Comments are closed. Login to edit/delete your existing comments

  • Avatar
    Martin Sedlmair

    Nice work. I have a lot of questions 😉
    1. Will the Half be a primitive type (also visible in TypeCode.Half)?
    2 What will be the CLR type (Single, Double, …?)
    3. Will existing classes be updated (like Vector and Intrinsics)
    4. Will there be a Math for it?
    5. Is the type blittable to a CUDA half-float?

    “We expect that Half will find its way into many codebases”
    The biggest problem still is that there is currently no support in C# to work with numeric types in a generic way. Our whole codebase is cluttered by gettintg around this problem. Just for basic math we have a library with 3000 lines of code that does nothing else than having a large if..then..else to switch between the datatypes. For me this means I have to modify around 1000 methods to bring in Half support.
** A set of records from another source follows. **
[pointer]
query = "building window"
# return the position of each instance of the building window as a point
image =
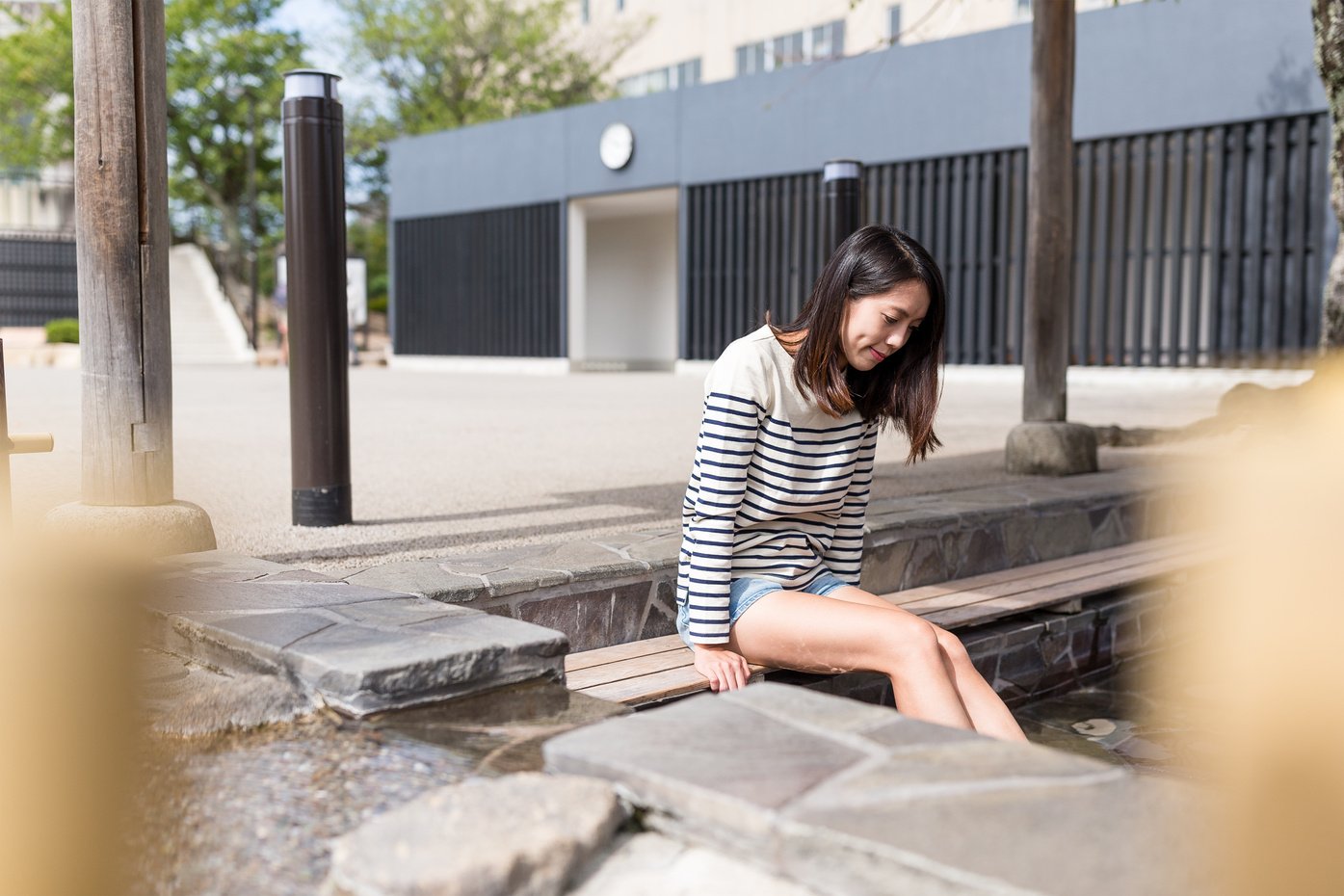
(797, 48)
(683, 74)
    So the problem is that it can only move into many codebases if there is general generic support for numeric types will be available.

    • Avatar
      Huo Yaoyuan

      Non-official answer based on my knowledge:
      1. Probably not. TypeCode and others are very difficult to extend.
      2. System.Half
      3. Probably, but I think built-in arithmetic support should be a precondition.
      4. Should be also after arithmetic support.
      5. Probably, if they are both IEEEE754.

  • Avatar
    Andrew Witte

    This is unexpected and awesome!
    What happens when the CPU doesn’t support HF halfs?
    Is software emulation entirely used or will they get processed as floats and stored back into 16 bit halfs for some level of hardware acceleration?

    • Avatar
      Tanner Gooding Microsoft employee

      There is no hardware acceleration in .NET 5 and that is instead something we will be looking at for a future version of .NET.
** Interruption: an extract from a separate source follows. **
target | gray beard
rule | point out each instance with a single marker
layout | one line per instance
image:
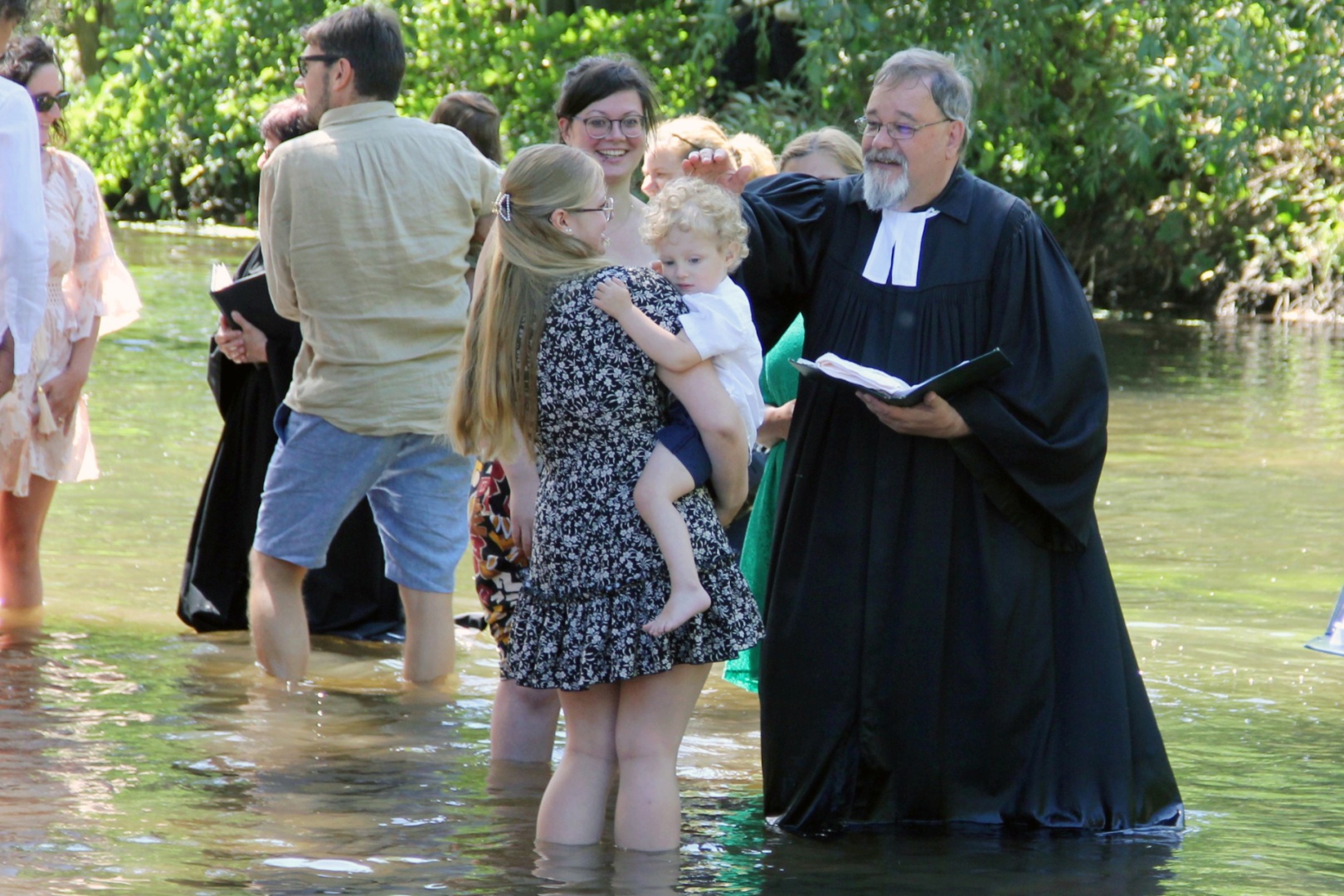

      Provided the hardware can accelerate a given operation and the accelerated version outperforms the equivalent software fallback, then the hardware option will likely be used.

  • Avatar
    Larvoire, Jean-Francois

    This is good, except for the naming: Wouldn’t it be clearer to just call these types Float16, Float32, Float64 ?
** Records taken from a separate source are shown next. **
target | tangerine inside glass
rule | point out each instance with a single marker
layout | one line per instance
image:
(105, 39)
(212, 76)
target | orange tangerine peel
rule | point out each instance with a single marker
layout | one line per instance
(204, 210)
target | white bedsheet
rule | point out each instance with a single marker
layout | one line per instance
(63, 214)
    Also why stop here. There’s an obvious need for a Float128.
    And on the other side, a Float8 type is still heavily used in telephony: Despite a very different vocabulary used in their specs, the PCM codes used in digital telephony are just 8-bit floating point numbers, with 1 sign bit, 3 exponent bits, and 4 significant bits. The difference between the A-Law and µ-Law PCM are in the way they code the 0, and the smallest values around it.

  • Avatar
    Darryl Skeard

    What is the main efficiency advantage of having a 16-bit floating point data type? Can you give an example of where it could improve the efficiency of code?

    • Matthew Crews
      Matthew Crews

      There are many scenarios in training ML models where the 16-bit float is sufficiently accurate. The main advantage going from 32-bit to 16-bit is the reduced memory requirements. Models in ML can get very large and have many coefficients. If the coefficients go from 32-bit to 16-bit, they will take up half the space. This means more values on each cache line, more values in registers, less need to go to main memory. Smaller programs are generally faster on modern CPUs because more of the program fits in the CPU caches.